Какие-то тени проступали в камере, одна стена которой была подобна широкой двери в сторону стеклянного помещения, на этих тенях жестко скрипели ремни, а безликие лица были учтивы, добры, изъявляли дозволенную законом расположенность к нему перед последними минутами его жизни. Они, тени, что-то ненадоедливо делали по углам, несуетливо ждали. Кто-то спросил спокойным белым голосом, желает ли он выкурить сигарету, и он весь встрепенулся, окончательно сознавая, что вот оно, прощальное удовольствие на земле, что ему (ведь еще в детстве читал и знал про это!) разрешают исполнить последнее желание приговоренного к казни. Он понимал всю бессмысленность того, что ему предлагали, понимал — все, что он должен сделать или не сделать, ничто не имело значения — и сказал тупо, еле шевеля коснеющим языком: «Да». Ему подали зажженную сигарету, приторно-терпкий дым одурманил его, и мгновенно закружилась голова. Стеклянный зал, стены, темное сооружение с косым ножом вверху, приготовленным для него орудием смерти, поплыли в белесом туманце, и слабость облила липкой испариной. Он тяжело одурел, едва не потерял сознание, опершись грудью и руками на какой-то стол, вокруг которого двигалось и кружилось смутное, белое. И в этом белом не исчезали, присутствовали безмолвные тени, одна из них неощутимо вынула из его рта сигарету, вкус и запах табака исчезли, стало легче, белое рассеивалось в камере, и опять ласковая тень вкрадчиво спросила его, не желает ли он стакан красного вина, и если желает, то пить следует медленно, иначе не будет удовольствия… Испытав тяжелый дурман сигареты, он хотел отказаться от стакана вина («Почему стакан, а не бокал?»): в одурении сигаретным дымом был ядовито-приторный порочный привкус наркотика, этот наркотический привкус мог быть и у красного вина, которое он не любил в другой, свободной жизни. Но глоток теплой красной жидкости из стакана, незаметно поднесенного, вложенного в его руки неотступающей тенью, влился в горло вяжущей густотой и имел цвет человеческой крови, он поморщился, почувствовав ее солоноватый вкус и вместе хмельную приятность когда-то испробованного во Франции сухого красного вина.

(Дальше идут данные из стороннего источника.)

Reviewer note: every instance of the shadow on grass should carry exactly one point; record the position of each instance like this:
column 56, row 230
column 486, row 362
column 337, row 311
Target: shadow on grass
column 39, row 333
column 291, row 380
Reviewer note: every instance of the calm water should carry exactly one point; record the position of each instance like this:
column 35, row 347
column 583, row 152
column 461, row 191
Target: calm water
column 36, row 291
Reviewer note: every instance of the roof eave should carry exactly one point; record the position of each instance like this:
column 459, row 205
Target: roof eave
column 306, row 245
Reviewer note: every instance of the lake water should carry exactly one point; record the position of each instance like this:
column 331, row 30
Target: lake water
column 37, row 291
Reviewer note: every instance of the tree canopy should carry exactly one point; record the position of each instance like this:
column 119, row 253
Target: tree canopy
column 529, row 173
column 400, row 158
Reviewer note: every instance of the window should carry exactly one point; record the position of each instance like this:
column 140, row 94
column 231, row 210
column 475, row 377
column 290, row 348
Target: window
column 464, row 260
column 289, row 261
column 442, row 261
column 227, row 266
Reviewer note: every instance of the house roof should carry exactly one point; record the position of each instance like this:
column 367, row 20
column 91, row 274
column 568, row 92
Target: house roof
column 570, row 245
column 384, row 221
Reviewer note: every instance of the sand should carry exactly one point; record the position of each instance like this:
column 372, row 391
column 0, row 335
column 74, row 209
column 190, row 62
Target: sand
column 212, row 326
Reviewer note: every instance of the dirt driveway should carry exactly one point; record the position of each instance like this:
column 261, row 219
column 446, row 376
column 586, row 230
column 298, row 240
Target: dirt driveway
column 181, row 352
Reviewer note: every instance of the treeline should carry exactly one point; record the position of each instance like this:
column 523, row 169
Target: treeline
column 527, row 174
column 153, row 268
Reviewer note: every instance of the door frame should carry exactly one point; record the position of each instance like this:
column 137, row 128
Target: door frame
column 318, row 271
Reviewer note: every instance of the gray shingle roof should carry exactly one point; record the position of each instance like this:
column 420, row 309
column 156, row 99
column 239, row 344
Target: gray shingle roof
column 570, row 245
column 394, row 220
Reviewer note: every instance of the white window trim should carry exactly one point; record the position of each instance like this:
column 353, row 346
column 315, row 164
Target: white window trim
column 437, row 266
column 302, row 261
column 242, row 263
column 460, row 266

«Чьей силе я подчиняюсь, почему я соглашаюсь с ними? И почему на тенях надеты ремни?.. Кто меня заставляет? Меня никто не насилует, не настаивает. Ведь ничто уже не имеет смысла, через несколько минут меня не станет».
Странно было и то, что он не ответил отказом, возмущением, криком, когда бесплотный голос нежно спросил его, желает ли он увидеть женщину, и тотчас возникла в камере тонкая сильная фигура женщины. Она вошла вся в прозрачном, волнисто покачивая бедрами, а когда приблизилась той же покачивающейся спутанной походкой, сквозь бесстыдное одеяние молодо, доступно и грешно обозначились крупные литые груди с коричневыми сосками, изгиб стана, живот, стройные ноги.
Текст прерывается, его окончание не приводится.